Our findings also provide new insight regarding the cholera epidemic of 2011–2012. This epidemic appears to have been caused by the expansion of a specific V. cholerae subpopulation, which rapidly diffused countrywide. Furthermore, sequence analysis showed that the clone responsible for this epidemic, an El Tor variant with CTX-3 type phage, falls close to the major Kenyan clade in wave 3 of the seventh pandemic. This observation correlates with a 2011 study demonstrating that the seventh cholera pandemic had been caused by specific strains originating from a unique ancestral clone that have spread globally in successive waves (12). The 2011–2012 isolates displayed a specific antimicrobial drug resistance pattern, characterized by the return of tetracycline and doxycycline sensitivity. The outbreak strain also represented a serotype switch from Ogawa to Inaba. However, further MLVA genotyping of preoutbreak isolates is required to determine whether these strains were already present in the region or if they represent a new V. cholerae population.
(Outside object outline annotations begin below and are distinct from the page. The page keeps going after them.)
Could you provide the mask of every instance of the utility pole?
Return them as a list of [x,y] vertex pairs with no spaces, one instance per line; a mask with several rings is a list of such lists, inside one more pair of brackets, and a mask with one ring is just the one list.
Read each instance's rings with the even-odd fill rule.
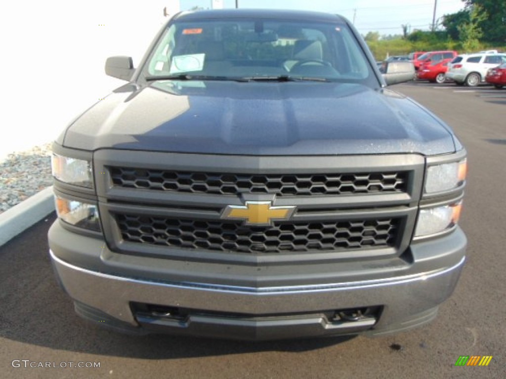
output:
[[432,14],[432,31],[436,30],[436,9],[438,6],[438,0],[434,0],[434,13]]

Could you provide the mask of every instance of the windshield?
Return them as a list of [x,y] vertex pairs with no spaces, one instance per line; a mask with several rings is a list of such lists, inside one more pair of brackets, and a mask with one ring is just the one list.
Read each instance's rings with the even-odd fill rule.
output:
[[281,78],[378,81],[344,24],[286,20],[176,21],[144,68],[147,80],[256,80]]

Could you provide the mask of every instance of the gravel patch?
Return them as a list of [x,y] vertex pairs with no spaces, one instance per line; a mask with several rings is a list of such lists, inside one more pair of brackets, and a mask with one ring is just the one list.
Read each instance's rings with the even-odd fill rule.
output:
[[0,160],[0,214],[53,184],[51,155],[46,144]]

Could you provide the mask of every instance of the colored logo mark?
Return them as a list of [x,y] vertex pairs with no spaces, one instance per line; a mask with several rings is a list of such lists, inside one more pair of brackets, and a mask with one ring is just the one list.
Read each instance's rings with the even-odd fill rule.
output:
[[488,366],[492,360],[491,355],[461,355],[455,362],[455,366]]

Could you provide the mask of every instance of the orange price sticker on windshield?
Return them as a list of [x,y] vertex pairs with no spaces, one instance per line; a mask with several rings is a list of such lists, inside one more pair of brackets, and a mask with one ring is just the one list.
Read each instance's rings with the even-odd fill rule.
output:
[[184,29],[183,34],[200,34],[202,33],[202,28]]

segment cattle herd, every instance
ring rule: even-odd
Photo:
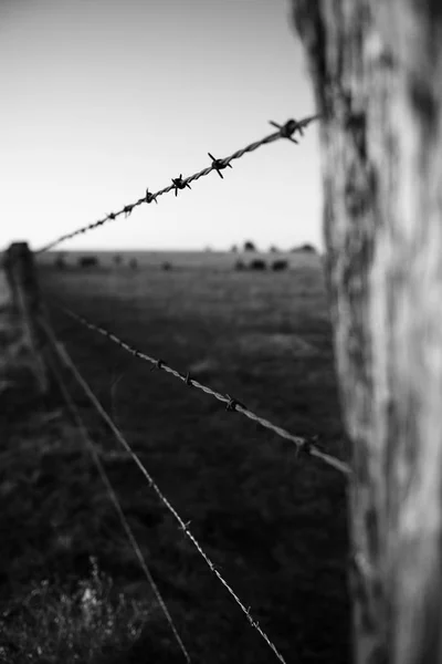
[[[96,256],[81,256],[77,259],[76,264],[78,268],[82,268],[82,269],[97,269],[99,267],[99,260],[98,260],[98,257],[96,257]],[[114,259],[114,264],[117,268],[124,267],[123,260],[119,256],[118,256],[118,260]],[[54,266],[57,270],[66,269],[67,264],[66,264],[65,258],[63,256],[56,257],[56,259],[54,261]],[[137,259],[131,258],[130,260],[128,260],[127,267],[129,267],[129,269],[134,270],[134,271],[138,270]],[[160,267],[165,271],[172,269],[172,264],[169,261],[161,263]],[[267,261],[263,260],[262,258],[254,258],[249,261],[238,260],[233,267],[234,267],[234,270],[236,270],[236,271],[244,271],[244,270],[264,271],[264,270],[270,269],[270,270],[273,270],[274,272],[281,272],[283,270],[287,270],[290,266],[288,266],[288,261],[284,260],[284,259],[276,259],[276,260],[267,262]]]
This study demonstrates that molecular and microbiological analyses of V. cholerae isolates provide extensive insight into the mechanisms of cholera epidemics. MLVA and whole-genome sequencing are powerful tools for elucidating epidemic dynamics because these methods have been used to link distinct outbreaks and identify the origin of certain epidemic V. cholerae strains (15). Improved sampling of clinical isolates is essential to monitor changes in pathogen antimicrobial drug resistance and elucidate the dissemination pathways of toxigenic strains to ensure proper management of patients requiring antimicrobial drug treatment and to appropriately direct the public health response.